Molière lui est blessé dans la relation avec son père, qui souhaite que son fils aie la charge de tapissier du roi. Il lui dit non pour suivre Madeleine Béjart, une comédienne. Ce père dont il cherchera toute sa vie sa reconnaissance va être le moteur de Molière.

L’enfance du Roi Soleil c’est la Fronde. On a voulu lui voler son trône, il a eu faim, arraché à sa mère, à se cacher dans les combles pour échapper aux émeutiers. C’est ce qui a créé la blessure, toujours le moteur du héros. 

Le point de vue c’est mettre l’accent sur certains points et oublier d’autres points. Faire des ellipses d'espace et de temps permet au spectacle d’être du divertissement. Sinon on ne peut pas faire le “il était une fois”. Car en deux heures on ne peut pas tout dire, c’est impossible. Pour qu’il y ait de la profondeur et qu’on s’attache au héros, on est obligé d’oublier beaucoup de personnages et d'événements. 

Ce qui est important pour moi, et tout le monde ne respecte pas cela, moi j’y tiens, c’est ne jamais trahir le personnage historique et toujours rester fidèle à l’histoire.

 

Quel message ou émotion espérez-vous transmettre dans chacune de vos comédies musicales ?
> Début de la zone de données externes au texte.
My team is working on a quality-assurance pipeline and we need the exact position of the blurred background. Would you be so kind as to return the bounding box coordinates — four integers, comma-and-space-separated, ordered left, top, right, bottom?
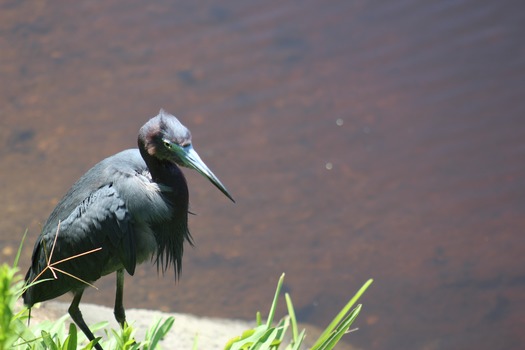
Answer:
0, 0, 525, 349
C’est important ce que vous dites parce que dans tous mes spectacles il y a ce qu’on appelle le thème. 

Dans le Roi Soleil c'était être à la hauteur, symbolisé par une chanson. C’est quelqu'un qui a voulu être à la hauteur et c'était son moteur pour atteindre la grandeur. 

Pour Molière, le message est que l’échec est une victoire. Toute la vie de Molière était parsemée d'échecs qui l’ont amené à la postérité. Il a toujours gardé son rêve intact et n’a jamais perdu sa passion.

Pour Napoléon, je dirais que c’est la force de la volonté. Avec la volonté tous les obstacles s’effacent. “Quand on veut, on peut” : personne dans l’histoire n’a démontré cette maxime autant que Napoléon. Personne.